Though the option of taking out a personal loan for your wedding may appeal to you for a number of reasons, doing so may not be the most financially sound decision you make. That said, if you're set on making a loan your go-to payment for wedding costs, you should proceed only after weighing the pros and cons of doing so. Use the information shared here to guide you toward the best decision for you, your financial well-being, and your future.
What Is a "Wedding Loan?"
Pros of Using a Personal Loan for Your Wedding
• It's quick and easy to apply, and, if approved,
the lender will deposit the funds into your account within days.
• You can use the funds on any and all costs
associated with your wedding, including the venue, photographer, caterer,
florist, and wedding invitations, as well as non-wedding associated costs (it
is, after all, a personal loan).
• Because personal loans are unsecured, you do not
need to put up assets such as your car or home as collateral.
• Personal loans generally have lower interest
rates than credit cards.
• Personal loans often come with fixed rates and a
fixed monthly payment schedule, so your payment amounts never vary and your due
date never changes.
If you keep up with your payments, a personal loan can also
boost your credit score. A good credit score can help you and your future
spouse make larger purchases in the future.
Cons of Using a
Wedding Loan
Though there are fewer cons to taking out a personal loan
for your wedding than there are pros, they're serious enough that they often
ultimately deter aspiring borrowers:
• A wedding loan is an extra monthly expense.

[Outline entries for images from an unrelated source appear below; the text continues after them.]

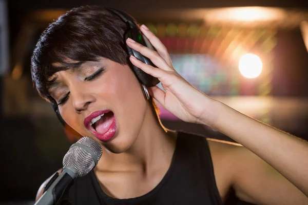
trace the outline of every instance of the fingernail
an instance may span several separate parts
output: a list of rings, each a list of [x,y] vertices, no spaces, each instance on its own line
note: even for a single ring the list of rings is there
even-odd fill
[[[134,40],[133,40],[132,39],[130,38],[127,38],[127,41],[128,41],[130,43],[136,43],[136,42],[135,42]]]
[[[147,27],[146,26],[145,26],[144,24],[143,24],[142,26],[141,26],[141,27],[145,30],[149,30],[148,27]]]

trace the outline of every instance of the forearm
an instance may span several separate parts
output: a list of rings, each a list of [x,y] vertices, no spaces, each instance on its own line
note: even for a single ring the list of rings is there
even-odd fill
[[[213,101],[211,103],[213,104],[211,107],[216,108],[216,116],[208,116],[207,118],[214,120],[204,121],[204,124],[259,156],[308,196],[308,143],[252,119],[222,102]]]

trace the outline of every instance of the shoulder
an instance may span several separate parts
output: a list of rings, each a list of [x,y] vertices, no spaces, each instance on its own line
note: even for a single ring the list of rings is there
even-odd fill
[[[237,143],[206,138],[211,157],[216,186],[221,198],[227,197],[236,175],[237,157],[245,149]]]
[[[59,174],[60,174],[61,173],[61,172],[62,172],[62,169],[59,169],[56,172],[54,173],[51,176],[50,176],[48,179],[47,179],[44,182],[43,182],[43,183],[40,187],[40,188],[38,188],[38,190],[37,191],[37,193],[36,194],[36,196],[35,197],[35,201],[38,200],[38,199],[42,196],[42,195],[44,193],[45,187],[48,183],[51,178],[52,178],[52,176],[54,175],[54,174],[57,172]]]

Depending on how much you borrow, you may have to contribute a substantial
portion of your income to paying down your debt, which may make it difficult
for you and your partner to save for things that will bring you long-term joy,
such as traveling, buying a home, or trying new experiences.

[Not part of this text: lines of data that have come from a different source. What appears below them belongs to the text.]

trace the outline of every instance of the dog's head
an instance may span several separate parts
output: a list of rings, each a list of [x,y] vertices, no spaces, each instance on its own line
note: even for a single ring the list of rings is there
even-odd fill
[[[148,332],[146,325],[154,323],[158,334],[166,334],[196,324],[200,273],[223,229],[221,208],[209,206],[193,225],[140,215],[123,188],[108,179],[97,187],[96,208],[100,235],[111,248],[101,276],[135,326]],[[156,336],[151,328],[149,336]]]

• Though some wedding loans have lower interest
rates than credit cards, not all do. If you have a less-than-stellar credit
rating, you may have to pay a steeper interest rate. The rates on some personal
loans Canada are 20% or higher. If you borrow $20,000, you're looking at paying
an additional $4,000 for your wedding.
• You may have to pay a prepayment penalty if you
try to pay off your loan early.
In addition, ultimately, it's never a good idea to start a
new life with another person with significant debt. Debt is among the top five
reasons couples divorce. In fact, 80% of couples who part ways cite money
troubles and debt as their main sources of contention. When you consider these
stats, taking out a massive loan to pay for your wedding seems like a
counterproductive thing to do.
How To Pay for Your
Wedding Without Going Into Debt?
Your big day should be special, but it shouldn't lead to
financial problems and marital strain for you and your future spouse. The good
news is, with a bit of planning and budgeting, you can have your special day
while avoiding the long-term stress that debt creates. From lowering your guest
count to getting married in an "off-season" to prioritizing how you
spend your budget; you can drastically reduce the cost of your wedding. You can
also postpone your wedding for a few years to save money. Though you may be
itching to tie the knot, the wait will be well worth it when you're able to
enter your union free of debt and the stress that comes with it.
The cost of a wedding can quickly add up, despite your best
intentions. When you notice the expenses spiraling out of control, don't
automatically assume a personal loan is your only option. Take a look at your
expenditures and determine where you can cut back and, if you have time to do
so, save. There are plenty of ways to pay for your big day without going into
debt — you just have to get creative.